LGBTIAQ+ rights in South Africa

LORINDA MARRIAN

Coming Out Day is celebrated annually on 11 October. The day celebrates the act of coming out as LGBTIAQ+ in order to promote a safe world for LGBTIAQ+ individuals to live openly and truthfully. The first Coming Out Day was celebrated on the second anniversary of the March on Washington for Lesbian and Gay Rights on 11 October 1988, one of the largest LGBTIAQ+ advocacy marches in history.

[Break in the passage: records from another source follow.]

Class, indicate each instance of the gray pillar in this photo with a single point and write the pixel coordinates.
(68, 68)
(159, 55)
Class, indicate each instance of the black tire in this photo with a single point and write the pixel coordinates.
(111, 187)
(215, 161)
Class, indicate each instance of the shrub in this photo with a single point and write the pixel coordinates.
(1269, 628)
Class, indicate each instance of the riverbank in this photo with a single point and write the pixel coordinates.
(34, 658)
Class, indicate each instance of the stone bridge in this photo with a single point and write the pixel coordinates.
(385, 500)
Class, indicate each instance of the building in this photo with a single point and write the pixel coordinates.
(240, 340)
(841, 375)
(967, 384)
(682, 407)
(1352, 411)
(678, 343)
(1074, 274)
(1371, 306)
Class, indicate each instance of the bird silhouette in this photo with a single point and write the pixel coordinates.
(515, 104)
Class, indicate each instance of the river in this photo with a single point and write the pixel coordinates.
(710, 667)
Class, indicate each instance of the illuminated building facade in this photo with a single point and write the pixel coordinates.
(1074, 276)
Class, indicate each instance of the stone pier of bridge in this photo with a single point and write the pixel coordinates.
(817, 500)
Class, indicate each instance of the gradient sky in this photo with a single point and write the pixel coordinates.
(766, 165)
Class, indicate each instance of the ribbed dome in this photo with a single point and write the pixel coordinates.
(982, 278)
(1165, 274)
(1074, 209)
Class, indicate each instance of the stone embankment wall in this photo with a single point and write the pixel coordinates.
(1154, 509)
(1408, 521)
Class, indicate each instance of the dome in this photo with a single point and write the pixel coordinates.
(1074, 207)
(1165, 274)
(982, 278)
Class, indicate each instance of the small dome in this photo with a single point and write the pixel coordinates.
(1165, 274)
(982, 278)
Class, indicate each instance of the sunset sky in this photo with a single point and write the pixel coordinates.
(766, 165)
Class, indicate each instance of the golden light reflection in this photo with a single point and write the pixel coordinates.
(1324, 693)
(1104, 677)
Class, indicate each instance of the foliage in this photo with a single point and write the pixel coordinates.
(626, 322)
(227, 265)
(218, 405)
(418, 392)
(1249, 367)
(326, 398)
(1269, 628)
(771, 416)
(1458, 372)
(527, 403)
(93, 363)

South Africa has had a long history of LGBTIAQ+ rights and advocacy. During Apartheid, the Immorality Act of 1957 and further amendments to the act in 1968 restricted what they termed as “unnatural or immoral sexual acts”, which was used as a euphemism for homosexual intercourse. The discriminatory legislation led to the establishment of various rights and advocacy organisations such as the Organisation of Lesbian and Gay Activists (OLGA) and the National Coalition for Gay and Lesbian Equality (NCGLE), later known as the Lesbian and Gay Equality Project (LGEP). These organisations also aligned themselves with anti-apartheid political groups such as the ANC and UDF. However, these groups had a limited impact on LGBTIAQ+ legislation at the time.

The Post-Apartheid era saw growth in LGBTIAQ+ rights. In 1996, the new South African Constitution made discrimination based on sexual orientation illegal, making the constitution one of the most progressive in terms of LGBTIAQ+ rights, not only in Africa but globally. In 1998, the Employment Equity Act was created to protect employees from discrimination based on their sexual orientation. LGBTIAQ+ rights are also protected in the South African military. The Defence Act of 2002 states that any member or employee of the Defence Force or Department who is found guilty of discriminating against someone based on their sexual orientation may be imprisoned for a maximum of five years. In 2006, the government passed the Union bill that officially legalized same-sex marriage. The act also allows same sex spouses the right to adopt children, receive alimony and make decisions on their spouse’s behalf.

Although LGBTIAQ+ rights have improved in South Africa, LGBTIAQ+ individuals still face large amounts of discrimination. OUT LGBT, an advocacy group based in Pretoria, commissioned a study entitled “Hate Crimes against Lesbian, Gay, Bisexual and Transgender (LGBT) People in South Africa” in 2016, with the aim to understand the level of discrimination LGBTIAQ+ individuals face. The study found that 55% of South African LGBT individuals fear discrimination based on their sexual orientation or gender identity while 56% of individuals aged 24 or younger had experienced discrimination at school. Furthermore, 41% of the surveyed individuals knew someone who was murdered due to their sexual orientation or gender. The studied also found that victims of discrimination and hate crimes, rarely report incidents to the police, with 88% of the victims not having spoken to the authorities.